Today. 22 FDA clearances, 2,075 Digital Health customers, $75M ARR against a $140M year-end 2026 target. The only prior AI milestone — Aidence's Veye lung-nodule filing — was impaired for $3.9M after a failed FDA submission, disclosed inside the MD&A. The platform exists; whether it converts is the next-twelve-months question.

A $2B imaging operator has effectively written itself a $4B call option on radiology software.
5 · Price picture

A textbook downtrend that momentum indicators haven't caught up to yet.

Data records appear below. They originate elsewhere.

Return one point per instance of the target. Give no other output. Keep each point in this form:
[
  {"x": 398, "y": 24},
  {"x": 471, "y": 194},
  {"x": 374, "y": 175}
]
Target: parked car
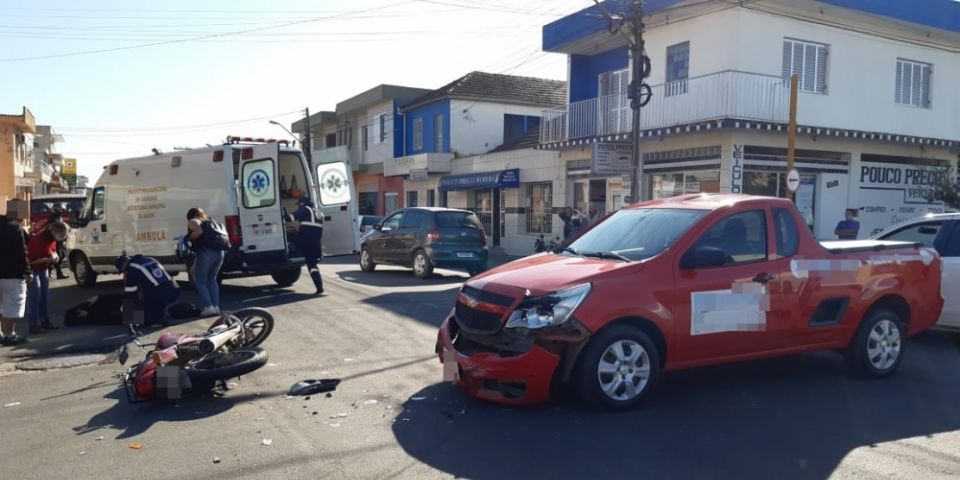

  • Second death cross in 13 months. The 50-day SMA crossed below the 200-day on 2026-03-20 for the second time since March 2025; the intervening golden cross did not hold. Price sits 18.8% below the 200-day and in the bottom 21% of its 52-week range.
  • No capitulation signature. None of the six largest volume days of the last seven years landed during the March–April 2026 decline. RSI prints 41, not oversold. This is slow distribution, not a panic low — sellers are not yet exhausted.
  • Leadership is compressing. Over three years RDNT still doubled the S&P 500 (+105% vs +71%) and lapped the healthcare ETF (+9%). But the RDNT-vs-SPY excess-return gap collapsed from 150 points in November 2024 to 34 points today.
Rallies are counter-trend until price reclaims $62.
6 · Who runs this

A 40-year founder-CEO who sits at the center of both the economics and the succession risk.

  • One person, three titles. Howard Berger (81) is Chairman, CEO, and President, with no named successor and 0.66% of shares directly. A January 2026 reshuffle promoted four lieutenants to regional and divisional CEOs — a federated structure that reads as succession prep without a public timetable.
  • Berger personally owns 99% of BRMG. Beverly Radiology Medical Group supplies physicians to nearly every RadNet center in California and Arizona, under a management agreement auto-renewed for 10 years in January 2024; RadNet collects 78% of BRMG's gross. Any disorderly transition re-prices that relationship.
  • Every insider has sold; none has bought. 11 open-market sales, zero purchases over the last six months through a $60–$82 range, for $9.3M of net selling. COO Patel has 177,649 shares pledged in a margin account. Say-on-pay support slipped from 89% to 83%.
The operating bench has earned confidence; the governance structure has not.
7 · For & against

Lean cautious — the imaging half is earned, the Digital Health half is not.

  • For. The multiple already compressed 35% from 21.9× to 14.5× while Q4 revenue accelerated to 14.8% YoY and operating cash flow hit a record $299M.
  • For. 22 FDA clearances plus iCAD's 1,500-customer mammography installed base are regulatory-protected assets; competing clearances take 2–3 years and clinical trials to replicate.
  • Against. Digital Health operating loss doubled to −$32.3M while 45% of its revenue is still sold to RadNet's own centers — and the one prior milestone (Aidence) was impaired after a failed FDA filing.
  • Against. 14.5× still sits 1.3 standard deviations above the 20-year median of 8.5×; price is 18.8% below the 200-day with no capitulation and a fresh death cross.
My view — lean cautious. Two consecutive Digital Health prints where segment operating loss narrows in dollars while revenue grows ≥40% YoY would flip it.

Watchlist to re-rate: Q2 2026 imaging EBITDA margin (first clean comp after the California wage anniversary); Digital Health segment operating-loss trajectory against the $140M ARR bridge; any IPR&D impairment commentary on iCAD, See-Mode, CIMAR, or Gleamer.